In the training phase, I called the tokenizer like this:
tokenizer = AutoTokenizer.from_pretrained(model_checkpoint, stride = 128, return_overflowing_tokens=True, model_max_length=512, truncation=True, is_split_into_words=True)
Then I train my model and at this stage I don't see any parameter that could help me in my task.
With my trained model I do this for the predictions:
model = AutoModelForTokenClassification.from_pretrained(model_path)
tokenizer = AutoTokenizer.from_pretrained(model_path, stride = 128, return_overflowing_tokens=True, model_max_length=512, truncation=True, is_split_into_words=True)
ner = pipeline(“token-classification”, model=model, tokenizer=tokenizer, aggregation_strategy=“first”)
But it does not work, the model stops providing annotations in the middle of the text. For the test
You can't just move the __call__
parameters like stride to from_pretrained
:
from transformers import AutoModelForTokenClassification, AutoTokenizer, pipeline
model_id = 'Davlan/distilbert-base-multilingual-cased-ner-hrl'
t = AutoTokenizer.from_pretrained(model_id, stride =3, return_overflowing_tokens=True, model_max_length=10, truncation=True, is_split_into_words=True)
sample = "test "*200
# sliding window will not be applied
print(len(t(sample).input_ids))
# sliding window will be applied
print(len(t(sample, max_length=10, truncation=True, stride=3, return_overflowing_tokens=True).input_ids))
Output:
202 # One batch with 202 ids
40 # 40 batches
With the pipeline, you can pass the value for stride as __init__
parameter:
from transformers import AutoModelForTokenClassification, AutoTokenizer, pipeline
model_id = 'Davlan/distilbert-base-multilingual-cased-ner-hrl'
ner = pipeline("token-classification", model_id, stride=128, aggregation_strategy="first")

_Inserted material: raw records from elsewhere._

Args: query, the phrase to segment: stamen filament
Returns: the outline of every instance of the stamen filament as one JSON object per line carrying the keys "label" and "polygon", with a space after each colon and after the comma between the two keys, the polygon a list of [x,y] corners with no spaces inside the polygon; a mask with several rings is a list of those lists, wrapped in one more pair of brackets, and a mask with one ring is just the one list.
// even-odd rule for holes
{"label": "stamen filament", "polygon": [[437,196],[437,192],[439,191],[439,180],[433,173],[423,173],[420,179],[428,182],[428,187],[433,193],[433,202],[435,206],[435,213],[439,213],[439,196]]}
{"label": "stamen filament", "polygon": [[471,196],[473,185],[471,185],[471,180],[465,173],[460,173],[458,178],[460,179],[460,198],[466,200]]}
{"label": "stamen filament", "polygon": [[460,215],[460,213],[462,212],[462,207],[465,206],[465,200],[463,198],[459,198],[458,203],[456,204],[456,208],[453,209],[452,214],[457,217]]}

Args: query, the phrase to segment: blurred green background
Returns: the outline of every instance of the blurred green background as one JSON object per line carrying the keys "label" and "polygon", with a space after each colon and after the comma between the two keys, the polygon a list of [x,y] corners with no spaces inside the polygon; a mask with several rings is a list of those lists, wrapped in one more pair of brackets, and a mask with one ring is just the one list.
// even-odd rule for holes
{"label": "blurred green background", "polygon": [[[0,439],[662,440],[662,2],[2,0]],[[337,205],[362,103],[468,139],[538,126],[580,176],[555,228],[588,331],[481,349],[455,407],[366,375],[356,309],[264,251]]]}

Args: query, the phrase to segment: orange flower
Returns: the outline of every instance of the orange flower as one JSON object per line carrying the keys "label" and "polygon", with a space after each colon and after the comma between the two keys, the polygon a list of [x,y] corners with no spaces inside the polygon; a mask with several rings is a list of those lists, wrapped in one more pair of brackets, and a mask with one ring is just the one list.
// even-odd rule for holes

sample = "Hi my name is cronoik and I live in Germany "*3000
o = ner(sample)
print(len(o))
print(o[0:5])
Output:
3000
[{'entity_group': 'LOC', 'score': 0.9997917, 'word': 'Germany', 'start': 36, 'end': 43},
{'entity_group': 'LOC', 'score': 0.9998311, 'word': 'Germany', 'start': 80, 'end': 87},
{'entity_group': 'LOC', 'score': 0.9997998, 'word': 'Germany', 'start': 124, 'end': 131},
{'entity_group': 'LOC', 'score': 0.9997831, 'word': 'Germany', 'start': 168, 'end': 175},
{'entity_group': 'LOC', 'score': 0.99981374, 'word': 'Germany', 'start': 212, 'end': 219}]